Rolling Stone - 11/17/2005 3 stars out of 5 -- "[B]lunt and intimate....The jolt of JARHEAD is undeniable, and it comes when you least expect it."
Entertainment Weekly - 11/11/2005
"[A]n eye-opening experience....[Mendes] forges, perhaps, a new kind of drama: a portrait of war stripped of all glamour and design....JARHEAD is an existential docudrama: cool and funny, vivid and remote at the same time." -- Grade: B+
USA Today - 11/23/2005
"The result is rewarding....It's good to see Mendes expanding as a filmmaker."
Sight and Sound - 01/01/2006
"[Q]uizzical, visually striking....JARHEAD provides some kind of reportage of a war whose consequences we haven't yet begun to understand..."
Uncut - 02/01/2006
"[A]n exceptionally smart war movie, the more so for the relative absence of any war."
Total Film - 06/01/2006 3 stars out of 5 -- "It's an image of war that lingers, a vision of Hell which Dante would recognise..."
For his third feature film, British director Sam Mendes (AMERICAN BEAUTY) turns to the pages of Anthony Swofford's 2003 book on his experiences in the first Gulf War, and enlists William Broyles Jr.--a former Lieutenant who fought in Vietnam--to convert it into a screenplay.

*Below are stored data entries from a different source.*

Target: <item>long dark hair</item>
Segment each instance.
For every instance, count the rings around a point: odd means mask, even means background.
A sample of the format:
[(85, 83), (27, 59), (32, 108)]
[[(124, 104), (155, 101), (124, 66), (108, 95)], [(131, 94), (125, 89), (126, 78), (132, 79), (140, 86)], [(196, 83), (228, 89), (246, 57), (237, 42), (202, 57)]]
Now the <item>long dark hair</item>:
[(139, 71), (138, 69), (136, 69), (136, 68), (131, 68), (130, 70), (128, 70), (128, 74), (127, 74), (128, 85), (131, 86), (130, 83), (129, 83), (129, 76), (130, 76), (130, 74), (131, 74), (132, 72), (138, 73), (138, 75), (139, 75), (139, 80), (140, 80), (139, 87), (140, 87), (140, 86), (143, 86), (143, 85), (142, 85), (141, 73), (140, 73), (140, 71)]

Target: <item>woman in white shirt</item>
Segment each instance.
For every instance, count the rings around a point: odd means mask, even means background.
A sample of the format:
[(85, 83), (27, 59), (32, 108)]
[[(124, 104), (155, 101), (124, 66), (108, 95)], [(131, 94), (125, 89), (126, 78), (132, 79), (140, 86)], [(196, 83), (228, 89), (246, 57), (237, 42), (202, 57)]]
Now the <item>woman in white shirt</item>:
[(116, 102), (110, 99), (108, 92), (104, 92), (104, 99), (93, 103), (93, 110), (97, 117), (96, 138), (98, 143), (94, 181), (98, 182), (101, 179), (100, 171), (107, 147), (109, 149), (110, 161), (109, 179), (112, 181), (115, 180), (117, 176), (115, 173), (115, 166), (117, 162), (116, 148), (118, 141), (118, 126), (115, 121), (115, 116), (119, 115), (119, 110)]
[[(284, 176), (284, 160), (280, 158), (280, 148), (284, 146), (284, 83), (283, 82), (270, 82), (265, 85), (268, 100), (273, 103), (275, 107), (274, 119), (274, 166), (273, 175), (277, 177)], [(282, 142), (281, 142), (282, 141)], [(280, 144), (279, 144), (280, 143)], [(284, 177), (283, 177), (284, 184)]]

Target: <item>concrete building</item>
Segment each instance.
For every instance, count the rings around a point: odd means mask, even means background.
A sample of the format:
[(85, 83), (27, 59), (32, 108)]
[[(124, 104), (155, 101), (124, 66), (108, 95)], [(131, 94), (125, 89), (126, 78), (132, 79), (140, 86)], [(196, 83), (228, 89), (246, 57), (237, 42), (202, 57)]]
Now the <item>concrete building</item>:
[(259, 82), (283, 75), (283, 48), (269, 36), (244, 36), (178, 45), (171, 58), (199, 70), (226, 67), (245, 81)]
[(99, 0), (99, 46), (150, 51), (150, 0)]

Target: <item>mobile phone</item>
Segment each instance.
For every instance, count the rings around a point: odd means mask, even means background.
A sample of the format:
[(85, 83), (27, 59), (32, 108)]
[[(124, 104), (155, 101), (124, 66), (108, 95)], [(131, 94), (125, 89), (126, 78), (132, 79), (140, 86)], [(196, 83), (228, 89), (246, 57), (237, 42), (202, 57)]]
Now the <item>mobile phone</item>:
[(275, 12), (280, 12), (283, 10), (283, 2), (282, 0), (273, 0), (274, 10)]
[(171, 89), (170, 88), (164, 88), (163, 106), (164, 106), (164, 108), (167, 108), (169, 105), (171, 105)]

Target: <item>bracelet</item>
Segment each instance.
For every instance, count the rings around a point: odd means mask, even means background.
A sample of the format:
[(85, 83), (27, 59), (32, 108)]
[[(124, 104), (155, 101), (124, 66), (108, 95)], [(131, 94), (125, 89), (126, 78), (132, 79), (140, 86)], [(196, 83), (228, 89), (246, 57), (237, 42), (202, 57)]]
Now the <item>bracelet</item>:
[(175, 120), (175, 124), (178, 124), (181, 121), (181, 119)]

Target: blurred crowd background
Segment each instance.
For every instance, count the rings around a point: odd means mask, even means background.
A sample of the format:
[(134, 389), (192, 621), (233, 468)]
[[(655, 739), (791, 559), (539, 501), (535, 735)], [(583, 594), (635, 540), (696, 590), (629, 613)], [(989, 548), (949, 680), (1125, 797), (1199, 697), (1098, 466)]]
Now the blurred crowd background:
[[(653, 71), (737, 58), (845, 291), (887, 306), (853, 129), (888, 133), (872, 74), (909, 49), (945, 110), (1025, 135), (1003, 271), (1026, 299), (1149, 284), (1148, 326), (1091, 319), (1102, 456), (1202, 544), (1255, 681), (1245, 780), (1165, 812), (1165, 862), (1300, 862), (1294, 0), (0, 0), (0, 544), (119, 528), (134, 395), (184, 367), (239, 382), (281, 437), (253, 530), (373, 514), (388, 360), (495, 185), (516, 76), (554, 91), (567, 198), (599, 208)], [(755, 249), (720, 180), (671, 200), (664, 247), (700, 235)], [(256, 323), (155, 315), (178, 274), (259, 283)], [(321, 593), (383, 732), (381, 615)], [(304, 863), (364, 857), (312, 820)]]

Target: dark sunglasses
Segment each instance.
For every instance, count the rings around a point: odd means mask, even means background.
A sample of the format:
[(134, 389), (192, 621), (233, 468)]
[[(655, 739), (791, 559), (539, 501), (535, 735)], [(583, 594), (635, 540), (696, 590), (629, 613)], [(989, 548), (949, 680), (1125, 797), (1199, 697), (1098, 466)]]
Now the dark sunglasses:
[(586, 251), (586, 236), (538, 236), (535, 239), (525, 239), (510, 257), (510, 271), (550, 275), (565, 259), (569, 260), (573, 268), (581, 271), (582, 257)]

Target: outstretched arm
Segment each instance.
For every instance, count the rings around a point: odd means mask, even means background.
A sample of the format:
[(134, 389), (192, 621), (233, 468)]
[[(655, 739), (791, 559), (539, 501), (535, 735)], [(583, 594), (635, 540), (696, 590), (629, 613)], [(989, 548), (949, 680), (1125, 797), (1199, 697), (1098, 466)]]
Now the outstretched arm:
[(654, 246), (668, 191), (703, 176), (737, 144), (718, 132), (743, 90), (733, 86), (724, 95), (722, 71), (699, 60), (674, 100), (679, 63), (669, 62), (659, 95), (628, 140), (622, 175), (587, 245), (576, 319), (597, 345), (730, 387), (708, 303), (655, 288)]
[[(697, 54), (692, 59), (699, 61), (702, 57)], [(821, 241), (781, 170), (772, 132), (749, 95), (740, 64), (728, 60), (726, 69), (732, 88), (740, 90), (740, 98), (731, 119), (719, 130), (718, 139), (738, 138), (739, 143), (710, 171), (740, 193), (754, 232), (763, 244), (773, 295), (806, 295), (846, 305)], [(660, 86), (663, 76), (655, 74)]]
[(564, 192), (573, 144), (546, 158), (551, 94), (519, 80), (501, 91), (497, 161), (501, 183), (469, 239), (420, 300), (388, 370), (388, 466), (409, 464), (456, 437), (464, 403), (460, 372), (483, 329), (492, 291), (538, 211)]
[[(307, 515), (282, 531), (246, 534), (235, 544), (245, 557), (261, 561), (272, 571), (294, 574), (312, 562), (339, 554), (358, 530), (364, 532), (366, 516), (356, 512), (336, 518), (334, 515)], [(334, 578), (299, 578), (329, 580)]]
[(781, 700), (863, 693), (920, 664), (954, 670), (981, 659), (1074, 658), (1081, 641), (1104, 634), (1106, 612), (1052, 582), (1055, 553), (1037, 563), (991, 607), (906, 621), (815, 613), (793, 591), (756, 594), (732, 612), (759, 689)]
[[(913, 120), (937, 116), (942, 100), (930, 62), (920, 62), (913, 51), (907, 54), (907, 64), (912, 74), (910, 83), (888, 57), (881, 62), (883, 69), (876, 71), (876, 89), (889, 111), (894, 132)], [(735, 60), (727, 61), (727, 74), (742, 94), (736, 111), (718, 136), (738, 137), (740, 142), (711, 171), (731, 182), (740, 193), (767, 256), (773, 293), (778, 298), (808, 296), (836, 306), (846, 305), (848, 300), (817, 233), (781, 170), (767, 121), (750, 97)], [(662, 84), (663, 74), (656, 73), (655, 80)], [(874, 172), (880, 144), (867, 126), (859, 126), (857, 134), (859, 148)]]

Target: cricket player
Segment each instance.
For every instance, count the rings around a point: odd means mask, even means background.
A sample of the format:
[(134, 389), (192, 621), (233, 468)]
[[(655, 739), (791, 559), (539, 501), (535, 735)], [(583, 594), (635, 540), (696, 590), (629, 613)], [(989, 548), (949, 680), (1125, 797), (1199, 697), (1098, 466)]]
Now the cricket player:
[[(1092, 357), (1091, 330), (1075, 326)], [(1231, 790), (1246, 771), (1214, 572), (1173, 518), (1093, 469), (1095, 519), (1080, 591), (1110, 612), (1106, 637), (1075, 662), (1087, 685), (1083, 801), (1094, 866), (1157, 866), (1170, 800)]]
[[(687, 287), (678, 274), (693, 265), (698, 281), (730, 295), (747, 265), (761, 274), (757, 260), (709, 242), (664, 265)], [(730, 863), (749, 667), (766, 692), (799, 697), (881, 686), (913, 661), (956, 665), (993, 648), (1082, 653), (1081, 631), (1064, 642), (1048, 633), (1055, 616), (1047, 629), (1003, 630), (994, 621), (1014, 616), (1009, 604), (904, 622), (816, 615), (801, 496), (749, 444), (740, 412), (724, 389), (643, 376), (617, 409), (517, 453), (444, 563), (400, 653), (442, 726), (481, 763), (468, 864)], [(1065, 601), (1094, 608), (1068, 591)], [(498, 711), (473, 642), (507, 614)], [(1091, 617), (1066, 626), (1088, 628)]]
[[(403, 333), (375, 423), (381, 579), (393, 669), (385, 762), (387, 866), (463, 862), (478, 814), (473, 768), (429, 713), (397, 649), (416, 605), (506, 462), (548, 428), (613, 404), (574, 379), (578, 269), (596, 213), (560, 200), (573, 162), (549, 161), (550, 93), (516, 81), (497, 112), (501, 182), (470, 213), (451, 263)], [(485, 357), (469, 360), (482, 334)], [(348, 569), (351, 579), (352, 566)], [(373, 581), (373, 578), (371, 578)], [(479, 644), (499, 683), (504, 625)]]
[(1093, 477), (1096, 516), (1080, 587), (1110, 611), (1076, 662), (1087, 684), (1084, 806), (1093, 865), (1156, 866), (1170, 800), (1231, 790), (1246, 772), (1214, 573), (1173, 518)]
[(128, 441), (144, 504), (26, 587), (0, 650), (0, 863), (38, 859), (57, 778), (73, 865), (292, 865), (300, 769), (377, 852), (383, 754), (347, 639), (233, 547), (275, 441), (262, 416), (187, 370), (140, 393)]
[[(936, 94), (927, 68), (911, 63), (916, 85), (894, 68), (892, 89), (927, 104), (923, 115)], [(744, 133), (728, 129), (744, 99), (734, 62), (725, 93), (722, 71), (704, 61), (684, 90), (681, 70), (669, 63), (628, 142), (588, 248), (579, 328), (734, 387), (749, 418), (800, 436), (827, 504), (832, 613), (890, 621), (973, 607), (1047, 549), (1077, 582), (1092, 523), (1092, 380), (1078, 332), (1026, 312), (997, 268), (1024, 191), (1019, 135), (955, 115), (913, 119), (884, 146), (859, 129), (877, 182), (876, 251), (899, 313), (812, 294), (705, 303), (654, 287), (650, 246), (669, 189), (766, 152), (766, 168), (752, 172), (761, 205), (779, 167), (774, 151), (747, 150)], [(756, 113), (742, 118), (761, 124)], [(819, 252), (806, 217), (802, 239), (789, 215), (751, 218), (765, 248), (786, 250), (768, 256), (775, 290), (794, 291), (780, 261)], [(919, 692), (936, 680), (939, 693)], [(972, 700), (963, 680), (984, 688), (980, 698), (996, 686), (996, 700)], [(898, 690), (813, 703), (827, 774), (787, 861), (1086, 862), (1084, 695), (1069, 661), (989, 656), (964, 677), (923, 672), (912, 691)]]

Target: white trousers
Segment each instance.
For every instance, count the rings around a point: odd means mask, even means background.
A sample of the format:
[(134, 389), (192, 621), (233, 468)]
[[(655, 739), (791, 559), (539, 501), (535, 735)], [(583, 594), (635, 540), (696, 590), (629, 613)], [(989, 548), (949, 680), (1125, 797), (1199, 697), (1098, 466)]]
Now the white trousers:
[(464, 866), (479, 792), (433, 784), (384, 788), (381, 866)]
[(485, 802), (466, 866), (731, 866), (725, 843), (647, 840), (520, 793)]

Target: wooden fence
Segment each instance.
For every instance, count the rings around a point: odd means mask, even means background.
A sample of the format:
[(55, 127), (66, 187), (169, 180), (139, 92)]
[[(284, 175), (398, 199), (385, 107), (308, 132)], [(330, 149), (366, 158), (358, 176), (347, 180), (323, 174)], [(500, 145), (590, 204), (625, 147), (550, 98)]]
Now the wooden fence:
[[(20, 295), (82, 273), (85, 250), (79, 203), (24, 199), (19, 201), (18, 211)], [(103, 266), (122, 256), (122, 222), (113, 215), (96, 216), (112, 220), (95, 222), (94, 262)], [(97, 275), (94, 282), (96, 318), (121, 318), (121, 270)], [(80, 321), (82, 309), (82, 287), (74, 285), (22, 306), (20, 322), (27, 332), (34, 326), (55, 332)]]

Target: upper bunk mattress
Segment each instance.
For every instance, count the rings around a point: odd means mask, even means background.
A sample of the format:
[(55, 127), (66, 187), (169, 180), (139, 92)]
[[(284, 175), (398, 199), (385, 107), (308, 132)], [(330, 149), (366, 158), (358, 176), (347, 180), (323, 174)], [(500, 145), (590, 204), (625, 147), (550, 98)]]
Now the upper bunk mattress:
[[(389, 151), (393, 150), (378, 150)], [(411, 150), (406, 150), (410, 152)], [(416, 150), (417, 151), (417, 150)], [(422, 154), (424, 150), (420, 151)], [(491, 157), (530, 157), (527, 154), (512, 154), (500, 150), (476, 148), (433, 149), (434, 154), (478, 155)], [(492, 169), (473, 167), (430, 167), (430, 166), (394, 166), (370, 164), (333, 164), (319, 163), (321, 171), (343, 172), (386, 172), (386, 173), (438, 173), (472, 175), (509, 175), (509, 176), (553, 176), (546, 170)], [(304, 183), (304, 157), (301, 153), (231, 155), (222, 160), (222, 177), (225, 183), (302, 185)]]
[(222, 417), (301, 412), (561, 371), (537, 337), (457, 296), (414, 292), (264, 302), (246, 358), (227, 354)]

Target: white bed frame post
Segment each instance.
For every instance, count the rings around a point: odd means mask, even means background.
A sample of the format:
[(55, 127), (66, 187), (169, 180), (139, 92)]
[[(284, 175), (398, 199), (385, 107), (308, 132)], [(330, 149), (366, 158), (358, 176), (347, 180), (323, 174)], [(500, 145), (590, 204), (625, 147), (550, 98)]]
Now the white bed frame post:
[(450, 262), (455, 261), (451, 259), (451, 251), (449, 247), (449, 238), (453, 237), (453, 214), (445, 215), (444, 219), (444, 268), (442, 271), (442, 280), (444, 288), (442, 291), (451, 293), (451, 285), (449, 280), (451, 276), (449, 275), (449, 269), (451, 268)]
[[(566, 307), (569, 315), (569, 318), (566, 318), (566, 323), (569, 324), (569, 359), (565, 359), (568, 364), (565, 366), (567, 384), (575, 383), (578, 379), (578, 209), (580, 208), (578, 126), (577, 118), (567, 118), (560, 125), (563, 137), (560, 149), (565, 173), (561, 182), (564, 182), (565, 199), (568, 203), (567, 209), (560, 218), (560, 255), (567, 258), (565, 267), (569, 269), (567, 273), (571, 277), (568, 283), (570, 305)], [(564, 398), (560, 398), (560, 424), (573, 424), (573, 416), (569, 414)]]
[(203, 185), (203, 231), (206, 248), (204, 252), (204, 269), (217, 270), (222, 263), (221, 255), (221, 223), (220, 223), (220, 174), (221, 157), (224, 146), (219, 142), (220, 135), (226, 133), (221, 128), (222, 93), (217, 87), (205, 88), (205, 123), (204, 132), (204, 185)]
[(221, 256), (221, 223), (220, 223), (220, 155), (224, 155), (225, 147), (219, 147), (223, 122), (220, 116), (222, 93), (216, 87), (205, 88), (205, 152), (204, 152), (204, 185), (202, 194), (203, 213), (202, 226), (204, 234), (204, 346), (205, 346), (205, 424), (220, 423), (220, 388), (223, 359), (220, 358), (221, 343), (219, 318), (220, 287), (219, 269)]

Mendes's film strays into FULL METAL JACKET territory as it opens, with young recruit Swofford (Jake Gyllenhaal) undertaking some rigorous basic training under the steely, watchful eye of Staff Sgt. Sykes (Jamie Foxx). Impressed, Sykes invites Swofford to join his team, and partners him with Troy (Peter Sarsgaard), ultimately taking them to Saudi Arabia to fight in the first Gulf War. But once they arrive in the punishing heat of the desert, the long wait for battle sends many of the Marines dangerously close to the brink of insanity.
Drawing on the experience of acclaimed cinematographer Roger Deakins (THE SHAWSHANK REDEMPTION) to help viewers get a close-up taste of the Marines' punishing life in the desert, Mendes's film enters into deeply unsettling territory, the likes of which many cinemagoers won't have experienced since Martin Sheen lost his tenuous grip on reality in APOCALYPSE NOW. Indeed, Mendes deploys a few similar tactics to those that made Francis Ford Coppola's 1979 film so effective: a hip soundtrack that uses songs from artists as varied as Public Enemy and the Rolling Stones, and a feeling of disillusionment and futility among the troops that really digs in when the battle finally blackens the desert skies. Avoiding any overt antiwar sentiments, Mendes instead provides a thoughtful account of life as a modern day soldier, demonstrating how technology has made the average Marine's job all but redundant, and created disaffected troops who are as much a threat to each other as the enemies they wait to face in the trenches.